I held my hand out for the mail and she grinned, "Not so fast, mister! I have to put these in the mailbox...postal policy."
I let her dingyness slip by unnoticed as I thoughtfully glanced at her long legs standing before me.
"Well, sit down for a minute!" I scooted over a couple of inches to make room for her tiny hiney.
"This is my last stop. I suppose I could."
Just as I had envisioned, she slid down onto the old boards besides me, mere inches separating us.
"So Leslie, how long have you worked for the post office?" I questioned as I sipped another shot of root beer.
"About six months."
"Are you a single girl?" I knew of no other tactful way to approach the subject.
"Yes...for about six months. And I'm hardly a girl. I have five children!"
"Oh wow. And I suppose they all attend school in Sunup" This was a trick question which I hoped would give a reasonable idea of this beautiful woman's age.
"No, not hardly!" she laughed, "One is a pharmacist, one is a football coach. My oldest daughter is married with two little ones. And then I have a twelve-year-old and a six-year-old."
"Hum," I replied as my rusty brain began trying to calculate her age, "you must have gotten an early start. You don't look to be um...I'd guess, thirty-five."
"Haha," she laughed as she slapped my leg, "you missed it by ten years!"
"No way you're that old! Want a drink of my root beer?" I offered the cup to her.

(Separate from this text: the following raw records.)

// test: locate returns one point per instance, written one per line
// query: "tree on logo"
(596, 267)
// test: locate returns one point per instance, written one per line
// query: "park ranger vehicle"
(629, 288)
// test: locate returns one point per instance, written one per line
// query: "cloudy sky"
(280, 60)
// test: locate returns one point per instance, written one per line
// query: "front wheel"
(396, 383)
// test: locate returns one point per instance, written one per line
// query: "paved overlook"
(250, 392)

She placed her lips on my straw, her eyes focused on the road. I felt my heart quiver as her lips puckered around the straw. She was a true work of art, I thought to myself.
"I best go, I suppose," Leslie rose as faced me, "I still have some work at the post office before quitting time."

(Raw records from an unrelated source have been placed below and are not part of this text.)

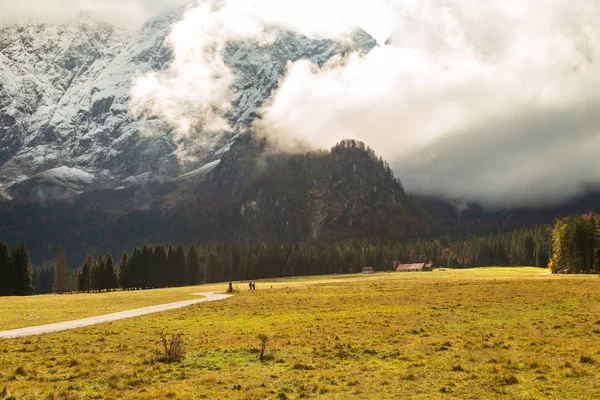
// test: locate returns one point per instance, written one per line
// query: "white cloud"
(460, 102)
(122, 13)
(490, 100)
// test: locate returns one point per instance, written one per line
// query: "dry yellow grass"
(488, 333)
(20, 312)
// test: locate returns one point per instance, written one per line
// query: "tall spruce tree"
(193, 267)
(124, 272)
(62, 282)
(84, 276)
(110, 273)
(5, 273)
(21, 271)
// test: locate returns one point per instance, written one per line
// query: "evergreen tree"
(124, 272)
(61, 282)
(43, 278)
(6, 287)
(21, 271)
(193, 267)
(85, 275)
(112, 281)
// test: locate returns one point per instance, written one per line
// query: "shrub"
(264, 340)
(586, 360)
(173, 349)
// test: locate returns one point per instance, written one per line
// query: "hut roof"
(410, 267)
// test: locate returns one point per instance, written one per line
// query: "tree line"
(157, 266)
(576, 244)
(15, 271)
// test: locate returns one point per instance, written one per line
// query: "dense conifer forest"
(571, 245)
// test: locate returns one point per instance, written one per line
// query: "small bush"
(457, 368)
(586, 360)
(264, 340)
(173, 349)
(507, 380)
(303, 367)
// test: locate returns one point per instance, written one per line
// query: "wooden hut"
(419, 267)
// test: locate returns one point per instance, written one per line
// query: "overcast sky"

Oh okay," I stood up, "Guess I'll meet you here tomorrow! Maybe that check will show up."
The mail lady smiled and turned toward her Jeep then spun around.
"I have a great idea! Why don't you give me your number and I can text you if the check comes in." she whipped out a very large phone from where I did not know.
I eagerly shared my number, watching over her shoulder as she saved the number on her phone.
"Got it! Bye!" she gave me a sultry look as she flung her hair and retreated to her little white mail jeep.
Old Sam Tolnert's life insurance check would show up the following day, but that didn't stop Leslie the mail lady from texting me daily and often right at bedtime every night. For the next few weeks we'd meet down at the Dairy Queen and share a root beer or an ice cream cone with some good conversation sprinkled in. It was a Wednesday that I decided to make my move. The two of us were working our way toward the middle of a banana split and I thought to myself, 'How can you get more intimate than this?'
I scooped a maraschino cherry into my spoon and placed it against her lips. She giggled and opened her mouth, allowing me to gingerly lay the cherry on her tongue. Her eyes sparkled as she chewed the fruit, a tuft of whipped cream adorning her upper lip.
"Leslie," I began, "I'm not much of a drinker but I do like to scoot a boot now and then. Would you like to go dancing with me Friday night up in the city?"
The girl froze in mid-chew. Her eyes grew dark, almost black as a sinister look came over her face.
"What? What did you say? Say it again 'cause I surely didn't hear you right the first time!"
I in return froze, my eyes glued to that patch of whipped cream beneath her nose. My mind frantically replayed my last sentence...I got nothing out of the ordinary the second time around.